From the example you posted above, it definitely looks like text classification is a good approach for the task. The text classifier will be able to take all words in the text into account, so if certain keywords commonly occur in summer texts, it's something that your model will be able to learn and generalise from.
I think what Matt is referring to in his comment is more related to using a text classifier to decide on fine-grained categories for spans mentioned in the text. This is easier if you're expecting the text to be about one concept only, which you can then apply the text category to.
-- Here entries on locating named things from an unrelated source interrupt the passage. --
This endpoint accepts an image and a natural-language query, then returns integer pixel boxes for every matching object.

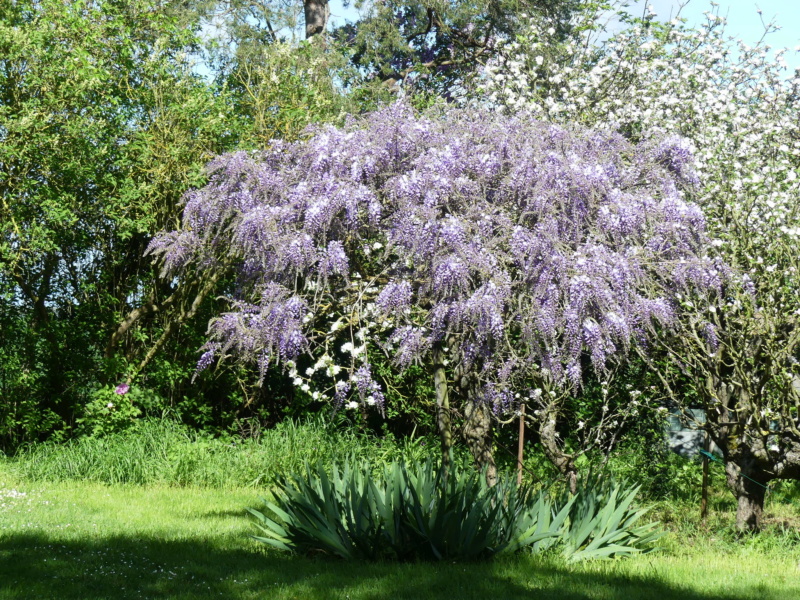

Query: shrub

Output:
[249,458,658,560]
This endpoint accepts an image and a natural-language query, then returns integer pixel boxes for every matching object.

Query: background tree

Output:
[151,104,720,482]
[485,4,800,529]
[334,0,580,98]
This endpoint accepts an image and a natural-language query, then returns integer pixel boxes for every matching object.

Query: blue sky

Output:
[330,0,800,68]
[633,0,800,68]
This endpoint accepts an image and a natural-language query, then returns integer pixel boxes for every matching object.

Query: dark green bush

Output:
[250,459,658,560]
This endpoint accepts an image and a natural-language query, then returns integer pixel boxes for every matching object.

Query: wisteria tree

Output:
[151,103,723,482]
[484,1,800,529]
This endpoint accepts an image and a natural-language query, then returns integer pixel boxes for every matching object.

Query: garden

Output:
[0,0,800,600]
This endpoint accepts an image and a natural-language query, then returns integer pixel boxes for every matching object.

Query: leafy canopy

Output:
[151,104,722,409]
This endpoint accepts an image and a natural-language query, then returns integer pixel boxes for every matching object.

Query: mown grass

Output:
[0,464,800,600]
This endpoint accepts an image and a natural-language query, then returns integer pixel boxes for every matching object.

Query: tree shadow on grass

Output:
[0,533,780,600]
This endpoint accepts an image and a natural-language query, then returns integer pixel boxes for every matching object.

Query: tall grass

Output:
[9,419,454,488]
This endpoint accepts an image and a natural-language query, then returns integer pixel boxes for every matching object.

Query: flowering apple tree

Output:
[482,3,800,529]
[151,103,723,481]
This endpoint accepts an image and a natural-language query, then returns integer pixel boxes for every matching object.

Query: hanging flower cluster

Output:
[150,103,723,408]
[475,1,800,464]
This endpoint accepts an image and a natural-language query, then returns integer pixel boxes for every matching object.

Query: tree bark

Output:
[725,462,768,531]
[433,346,453,471]
[461,377,497,487]
[303,0,331,39]
[539,404,578,494]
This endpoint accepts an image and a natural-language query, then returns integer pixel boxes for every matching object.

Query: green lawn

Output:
[0,470,800,600]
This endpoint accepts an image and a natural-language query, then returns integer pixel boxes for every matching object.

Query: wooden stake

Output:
[517,402,525,485]
[700,431,711,522]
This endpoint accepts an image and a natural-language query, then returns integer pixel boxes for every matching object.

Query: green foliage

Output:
[77,387,146,437]
[250,458,554,560]
[11,418,450,487]
[250,458,660,561]
[561,477,663,561]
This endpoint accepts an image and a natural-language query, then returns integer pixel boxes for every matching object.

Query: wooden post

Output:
[700,431,711,523]
[517,402,525,485]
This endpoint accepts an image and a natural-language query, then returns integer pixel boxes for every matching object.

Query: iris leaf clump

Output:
[250,460,658,560]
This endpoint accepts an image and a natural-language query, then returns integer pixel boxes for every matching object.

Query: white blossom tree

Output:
[482,3,800,529]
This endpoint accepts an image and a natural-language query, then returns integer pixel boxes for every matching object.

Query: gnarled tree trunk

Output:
[432,345,453,471]
[539,404,578,494]
[725,462,768,531]
[461,377,497,486]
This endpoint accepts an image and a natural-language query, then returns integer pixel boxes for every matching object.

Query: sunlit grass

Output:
[0,466,800,600]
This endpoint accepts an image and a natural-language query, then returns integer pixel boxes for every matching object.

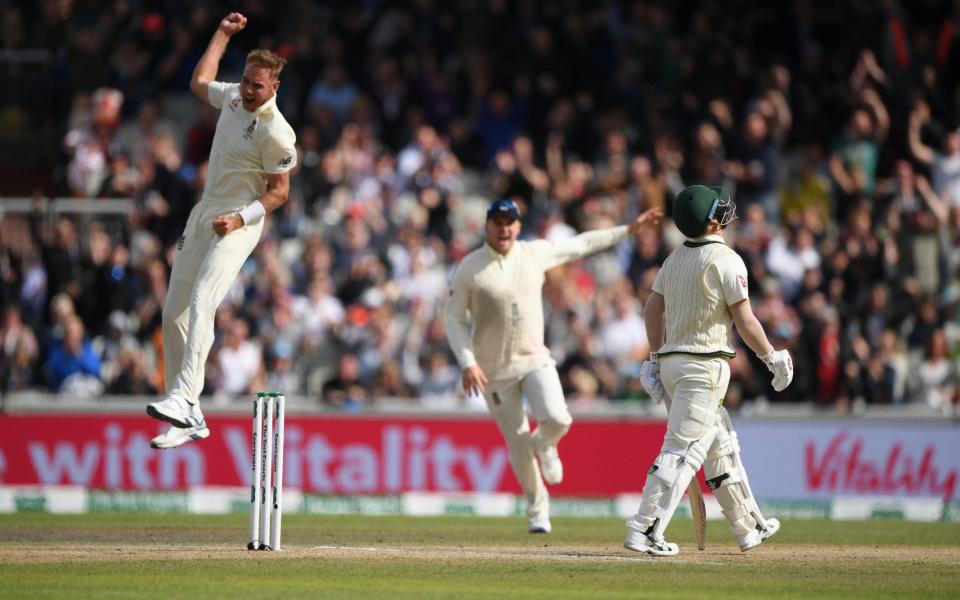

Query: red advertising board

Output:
[0,414,665,497]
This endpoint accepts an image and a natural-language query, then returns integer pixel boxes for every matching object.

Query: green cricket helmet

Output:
[673,185,737,238]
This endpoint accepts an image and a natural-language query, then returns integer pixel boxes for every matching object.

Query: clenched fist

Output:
[760,350,793,392]
[218,13,247,37]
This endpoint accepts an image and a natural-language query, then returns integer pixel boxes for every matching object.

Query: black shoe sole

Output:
[147,404,193,429]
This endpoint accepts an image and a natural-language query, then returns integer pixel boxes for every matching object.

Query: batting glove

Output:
[760,350,793,392]
[640,353,667,404]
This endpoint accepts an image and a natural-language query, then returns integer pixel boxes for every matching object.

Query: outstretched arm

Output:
[643,292,666,353]
[445,265,488,395]
[907,103,934,165]
[730,299,773,357]
[546,208,663,269]
[213,171,290,236]
[190,13,247,103]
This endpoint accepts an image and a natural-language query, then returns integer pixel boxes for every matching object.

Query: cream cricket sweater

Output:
[446,225,627,381]
[653,235,748,358]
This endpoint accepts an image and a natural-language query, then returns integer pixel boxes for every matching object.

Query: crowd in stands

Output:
[0,0,960,412]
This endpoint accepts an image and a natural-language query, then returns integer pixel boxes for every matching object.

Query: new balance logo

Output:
[243,119,257,140]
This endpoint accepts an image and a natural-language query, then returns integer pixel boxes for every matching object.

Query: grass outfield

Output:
[0,513,960,600]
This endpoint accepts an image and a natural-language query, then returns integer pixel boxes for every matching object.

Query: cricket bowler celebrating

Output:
[623,185,793,556]
[147,12,297,448]
[446,199,661,533]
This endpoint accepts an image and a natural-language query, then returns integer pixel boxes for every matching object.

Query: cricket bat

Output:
[687,477,707,550]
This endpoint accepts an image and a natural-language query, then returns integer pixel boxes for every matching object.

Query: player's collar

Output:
[483,240,517,260]
[240,94,277,118]
[683,233,726,248]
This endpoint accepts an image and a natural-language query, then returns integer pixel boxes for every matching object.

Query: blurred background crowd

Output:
[0,0,960,412]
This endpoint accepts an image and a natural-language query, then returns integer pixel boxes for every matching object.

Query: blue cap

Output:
[487,198,520,221]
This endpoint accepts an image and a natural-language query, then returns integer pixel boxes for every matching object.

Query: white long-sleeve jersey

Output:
[446,225,627,381]
[653,235,749,358]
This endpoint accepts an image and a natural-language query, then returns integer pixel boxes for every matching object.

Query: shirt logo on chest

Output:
[243,119,257,140]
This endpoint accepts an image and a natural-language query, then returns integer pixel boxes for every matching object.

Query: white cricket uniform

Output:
[163,82,297,402]
[446,225,627,517]
[627,235,757,535]
[653,235,749,448]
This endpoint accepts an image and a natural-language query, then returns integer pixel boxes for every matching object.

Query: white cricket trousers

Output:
[163,200,263,403]
[627,354,730,532]
[660,354,730,450]
[484,365,573,517]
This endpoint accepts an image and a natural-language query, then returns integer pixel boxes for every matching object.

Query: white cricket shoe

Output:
[737,519,780,552]
[150,421,210,450]
[537,446,563,485]
[623,529,680,556]
[147,395,203,429]
[527,515,553,533]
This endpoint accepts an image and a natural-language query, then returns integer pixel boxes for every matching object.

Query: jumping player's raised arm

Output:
[190,13,247,103]
[446,264,487,394]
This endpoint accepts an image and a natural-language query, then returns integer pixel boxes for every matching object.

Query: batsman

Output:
[623,185,793,556]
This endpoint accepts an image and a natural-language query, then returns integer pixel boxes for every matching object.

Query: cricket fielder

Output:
[624,185,793,556]
[147,12,297,448]
[446,199,660,533]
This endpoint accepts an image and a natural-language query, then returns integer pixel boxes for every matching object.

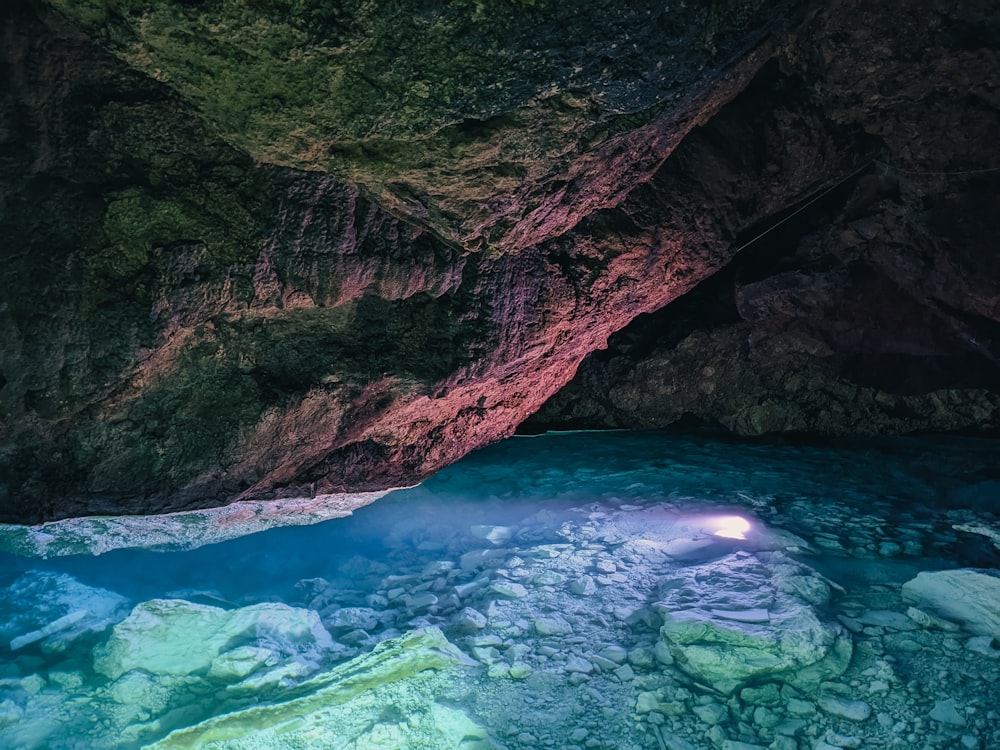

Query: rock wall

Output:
[0,2,1000,521]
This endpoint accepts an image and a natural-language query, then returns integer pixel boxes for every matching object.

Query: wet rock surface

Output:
[0,0,1000,523]
[0,433,1000,750]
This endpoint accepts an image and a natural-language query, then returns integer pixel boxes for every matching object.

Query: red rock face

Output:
[0,2,1000,521]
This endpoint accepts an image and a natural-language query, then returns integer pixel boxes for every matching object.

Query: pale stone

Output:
[569,576,597,596]
[600,645,629,664]
[208,646,278,682]
[510,661,532,680]
[10,609,90,651]
[818,694,872,722]
[691,703,729,726]
[469,524,514,545]
[928,698,965,727]
[148,629,499,750]
[0,698,24,729]
[656,552,851,693]
[94,599,334,679]
[903,569,1000,635]
[454,607,487,633]
[323,608,382,630]
[489,581,528,599]
[534,617,573,637]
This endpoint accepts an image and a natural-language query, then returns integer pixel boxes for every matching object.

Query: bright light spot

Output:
[708,516,750,539]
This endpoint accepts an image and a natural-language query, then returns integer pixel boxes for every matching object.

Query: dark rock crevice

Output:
[0,0,1000,521]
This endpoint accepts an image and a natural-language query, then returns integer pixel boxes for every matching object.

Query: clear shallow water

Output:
[0,432,1000,750]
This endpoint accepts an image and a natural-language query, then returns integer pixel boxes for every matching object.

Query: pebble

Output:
[928,698,965,727]
[785,698,816,717]
[454,607,487,633]
[691,703,729,726]
[569,576,597,596]
[818,695,872,721]
[565,656,594,674]
[600,645,631,664]
[489,582,528,599]
[534,617,573,637]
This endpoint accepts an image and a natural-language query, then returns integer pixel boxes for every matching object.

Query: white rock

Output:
[569,576,597,596]
[818,694,872,721]
[903,569,1000,635]
[403,591,437,613]
[94,599,334,679]
[858,609,917,631]
[0,570,128,653]
[469,524,514,545]
[0,699,24,729]
[565,656,594,674]
[654,552,851,693]
[489,581,528,599]
[928,698,965,727]
[10,609,90,651]
[906,607,959,632]
[455,607,487,633]
[323,607,380,630]
[965,635,1000,659]
[599,645,629,664]
[534,615,573,636]
[208,646,278,682]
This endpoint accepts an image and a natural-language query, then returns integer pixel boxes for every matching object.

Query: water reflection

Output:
[0,433,1000,750]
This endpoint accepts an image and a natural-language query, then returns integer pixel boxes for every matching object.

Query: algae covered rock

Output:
[150,627,497,750]
[656,552,852,693]
[94,599,335,679]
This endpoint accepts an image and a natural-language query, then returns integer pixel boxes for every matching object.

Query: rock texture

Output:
[534,3,1000,435]
[0,0,1000,521]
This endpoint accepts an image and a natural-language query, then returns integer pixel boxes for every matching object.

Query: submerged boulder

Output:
[655,552,852,694]
[94,599,336,679]
[149,627,497,750]
[903,569,1000,635]
[0,570,128,653]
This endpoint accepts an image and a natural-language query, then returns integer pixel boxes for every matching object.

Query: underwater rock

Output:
[149,628,498,750]
[0,570,128,653]
[94,599,336,679]
[818,695,872,722]
[903,569,1000,636]
[654,552,852,694]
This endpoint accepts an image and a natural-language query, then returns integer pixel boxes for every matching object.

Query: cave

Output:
[0,0,1000,750]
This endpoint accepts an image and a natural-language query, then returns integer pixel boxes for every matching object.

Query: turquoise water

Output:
[0,432,1000,750]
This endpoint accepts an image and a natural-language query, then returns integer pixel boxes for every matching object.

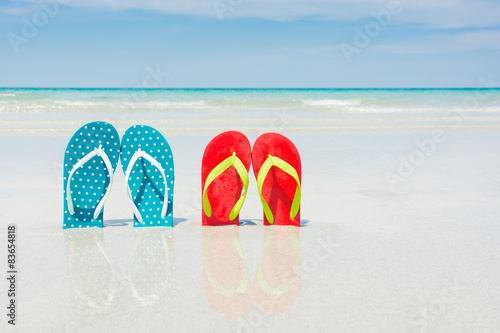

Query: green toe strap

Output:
[257,155,301,224]
[203,153,249,221]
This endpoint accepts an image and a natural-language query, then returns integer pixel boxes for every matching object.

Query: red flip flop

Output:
[201,131,252,226]
[252,133,302,227]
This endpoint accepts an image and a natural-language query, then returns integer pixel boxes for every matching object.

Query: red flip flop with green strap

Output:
[201,131,252,226]
[252,133,302,227]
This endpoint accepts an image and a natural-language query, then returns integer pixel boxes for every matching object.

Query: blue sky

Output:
[0,0,500,88]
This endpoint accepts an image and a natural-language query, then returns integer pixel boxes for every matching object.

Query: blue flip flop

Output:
[121,125,174,227]
[63,121,120,229]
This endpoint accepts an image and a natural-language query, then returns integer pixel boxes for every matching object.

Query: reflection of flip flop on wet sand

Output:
[64,228,118,311]
[252,226,301,317]
[203,226,250,318]
[128,228,175,306]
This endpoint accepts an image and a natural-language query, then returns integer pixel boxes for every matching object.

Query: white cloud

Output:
[2,0,500,28]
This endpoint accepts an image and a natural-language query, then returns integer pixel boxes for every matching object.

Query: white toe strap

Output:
[66,145,114,220]
[125,148,168,223]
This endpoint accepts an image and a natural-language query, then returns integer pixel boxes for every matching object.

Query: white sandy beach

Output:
[0,111,500,333]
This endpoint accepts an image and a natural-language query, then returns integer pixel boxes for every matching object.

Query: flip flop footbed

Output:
[63,122,120,229]
[252,133,302,226]
[122,125,174,227]
[201,131,251,225]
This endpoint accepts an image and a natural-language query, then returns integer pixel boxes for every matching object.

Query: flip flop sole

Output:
[201,131,252,226]
[252,133,302,227]
[63,121,120,229]
[122,125,174,227]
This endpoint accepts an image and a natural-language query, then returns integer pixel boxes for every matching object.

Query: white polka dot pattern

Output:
[121,125,174,227]
[63,121,120,229]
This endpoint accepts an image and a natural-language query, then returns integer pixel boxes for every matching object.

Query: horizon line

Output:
[0,87,500,91]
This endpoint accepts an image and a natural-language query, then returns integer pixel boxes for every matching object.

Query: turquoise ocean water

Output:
[0,88,500,134]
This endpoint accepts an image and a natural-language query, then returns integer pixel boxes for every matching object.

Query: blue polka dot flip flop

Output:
[63,121,120,229]
[122,125,174,227]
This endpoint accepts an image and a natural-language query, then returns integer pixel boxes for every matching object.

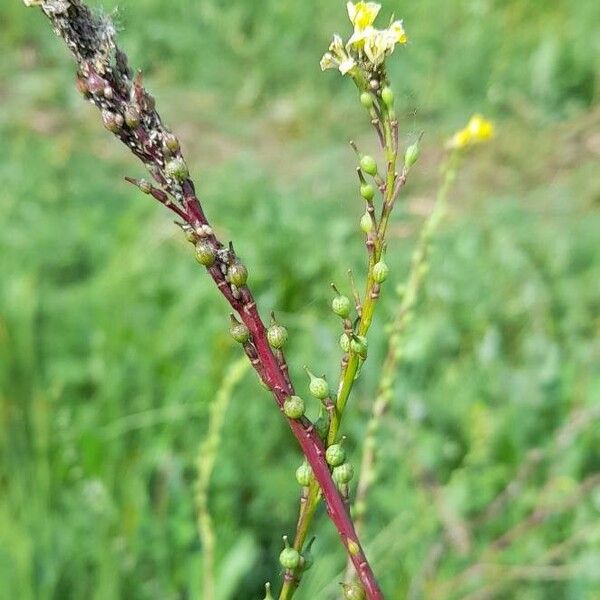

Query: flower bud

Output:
[283,396,305,419]
[229,315,250,344]
[196,240,217,267]
[373,260,390,283]
[267,323,288,350]
[306,369,329,400]
[325,444,346,467]
[227,261,248,288]
[360,154,377,177]
[360,183,377,202]
[296,463,313,487]
[342,583,366,600]
[404,143,421,169]
[381,86,394,108]
[333,463,354,485]
[279,536,300,571]
[360,92,373,110]
[165,157,190,183]
[331,294,352,319]
[360,212,373,233]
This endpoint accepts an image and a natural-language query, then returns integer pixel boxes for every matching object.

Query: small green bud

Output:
[373,260,390,283]
[360,212,373,233]
[279,536,300,571]
[381,86,394,108]
[360,154,377,177]
[333,463,354,485]
[325,444,346,467]
[360,183,377,202]
[404,143,421,169]
[342,583,366,600]
[227,261,248,288]
[331,294,352,319]
[229,317,250,344]
[165,157,190,183]
[340,333,350,352]
[360,92,373,110]
[283,396,305,419]
[196,240,217,267]
[296,463,313,487]
[267,324,288,350]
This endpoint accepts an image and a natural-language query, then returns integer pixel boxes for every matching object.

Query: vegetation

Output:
[0,0,600,599]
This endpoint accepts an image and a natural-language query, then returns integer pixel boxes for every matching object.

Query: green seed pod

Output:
[165,157,190,183]
[360,92,373,110]
[296,463,313,487]
[360,183,377,202]
[333,463,354,485]
[279,536,300,571]
[404,143,421,169]
[340,333,350,352]
[342,583,366,600]
[125,106,141,129]
[360,154,377,177]
[227,261,248,288]
[196,240,217,267]
[267,324,288,350]
[283,396,306,419]
[331,294,352,319]
[381,86,394,108]
[360,212,373,233]
[325,444,346,467]
[373,260,390,283]
[229,317,250,344]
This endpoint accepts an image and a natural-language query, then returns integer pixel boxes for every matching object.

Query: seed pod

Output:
[229,316,250,344]
[196,240,217,267]
[279,536,300,571]
[340,333,351,352]
[373,260,390,283]
[125,106,142,129]
[342,583,366,600]
[360,212,373,233]
[360,154,377,177]
[404,143,421,169]
[381,86,394,108]
[331,294,352,319]
[306,369,329,400]
[360,183,377,202]
[325,444,346,467]
[165,157,190,183]
[333,463,354,485]
[360,92,373,110]
[283,396,306,419]
[296,463,313,487]
[267,323,288,350]
[227,261,248,288]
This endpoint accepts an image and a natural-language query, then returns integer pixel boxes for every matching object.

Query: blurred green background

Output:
[0,0,600,600]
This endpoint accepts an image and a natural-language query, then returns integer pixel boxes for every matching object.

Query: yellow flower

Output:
[347,2,381,32]
[447,115,494,149]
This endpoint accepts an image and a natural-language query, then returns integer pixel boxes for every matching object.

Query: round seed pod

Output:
[325,444,346,467]
[165,157,190,183]
[296,463,313,487]
[373,260,390,283]
[333,463,354,485]
[267,324,288,350]
[360,154,377,176]
[227,262,248,288]
[283,396,306,419]
[360,183,377,201]
[196,240,217,267]
[279,537,300,571]
[331,294,352,319]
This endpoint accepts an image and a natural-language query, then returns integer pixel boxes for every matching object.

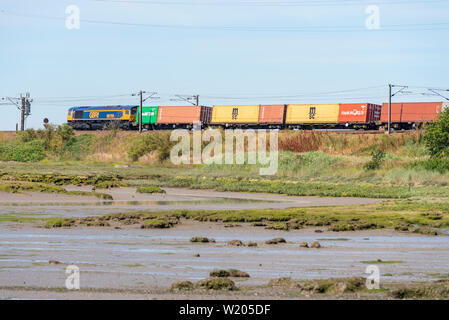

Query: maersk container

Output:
[157,106,211,124]
[338,103,382,123]
[136,106,158,124]
[285,104,340,124]
[211,105,259,124]
[259,104,285,124]
[380,102,444,123]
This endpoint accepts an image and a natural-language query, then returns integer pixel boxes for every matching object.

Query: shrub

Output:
[363,149,385,170]
[0,140,45,162]
[423,109,449,157]
[128,132,173,162]
[414,157,449,173]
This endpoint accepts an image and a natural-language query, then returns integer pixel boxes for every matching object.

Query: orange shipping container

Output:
[380,102,443,123]
[259,104,285,124]
[157,106,212,124]
[338,103,382,123]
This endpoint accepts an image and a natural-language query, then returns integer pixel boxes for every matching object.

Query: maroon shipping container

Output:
[380,102,443,123]
[259,104,285,124]
[157,106,212,124]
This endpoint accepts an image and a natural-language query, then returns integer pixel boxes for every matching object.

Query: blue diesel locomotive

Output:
[67,106,137,130]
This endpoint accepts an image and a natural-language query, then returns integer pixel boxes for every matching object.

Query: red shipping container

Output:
[380,102,443,123]
[259,104,285,124]
[157,106,212,124]
[338,103,382,123]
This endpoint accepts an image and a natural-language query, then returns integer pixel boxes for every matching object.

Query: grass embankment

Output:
[42,201,449,235]
[0,181,112,200]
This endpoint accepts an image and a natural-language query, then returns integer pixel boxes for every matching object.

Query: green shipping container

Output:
[136,106,159,124]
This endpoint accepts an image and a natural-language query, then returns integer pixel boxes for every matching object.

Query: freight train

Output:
[67,102,449,130]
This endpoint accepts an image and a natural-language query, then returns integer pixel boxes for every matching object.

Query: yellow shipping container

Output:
[211,105,259,124]
[285,104,340,124]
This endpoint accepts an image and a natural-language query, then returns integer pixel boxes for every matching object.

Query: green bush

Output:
[414,157,449,173]
[0,140,45,162]
[128,132,174,162]
[423,109,449,157]
[363,149,385,170]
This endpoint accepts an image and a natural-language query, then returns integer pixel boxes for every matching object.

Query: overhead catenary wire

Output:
[89,0,449,7]
[0,9,449,33]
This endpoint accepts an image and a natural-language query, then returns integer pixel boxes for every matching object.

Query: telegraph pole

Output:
[388,83,393,134]
[139,91,145,133]
[20,97,26,131]
[0,92,33,131]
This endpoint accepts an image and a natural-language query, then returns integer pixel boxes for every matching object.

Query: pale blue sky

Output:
[0,0,449,130]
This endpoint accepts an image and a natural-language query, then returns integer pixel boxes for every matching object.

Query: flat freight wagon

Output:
[211,105,259,127]
[380,102,449,129]
[285,104,340,128]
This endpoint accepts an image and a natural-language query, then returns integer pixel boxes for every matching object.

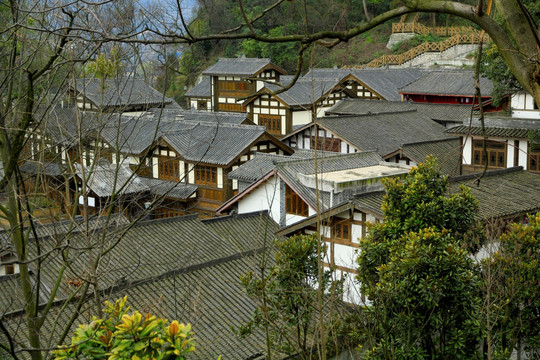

For instance, let's say you have a sentence like "The Yeezy Foam RNNR is the perfect shoe for sultry city nights". What you're looking to extract here is the product (Yeezy Foam RNNR), the type (shoe) and the season (summer). You could now go and create training data that labels "Yeezy Foam RNNR" as SUMMER_SHOE
– but that'd likely be a very inefficient approach. There's nothing about the product name that makes it inherently a summer shoe, and you might come across it in different contexts that have nothing to do with the season at all. The model is likely gonig to struggle to learn the distinction on top of the span boundaries. So a better approach would be to predict the season over the whole text (just like what you're doing) and then use an entity recognizer or just a simple database or product catalogue lookup to detect the product.
This works well if you're dealing with product reviews etc. and you know that the text is about one span and/or product. Where it gets more difficult is if you have a sentence that talks about multiple products with different attributes (e.g. a summer shoe vs. a winter shoe). Here, you couldn't just predict a label over the whole text and apply that to all products.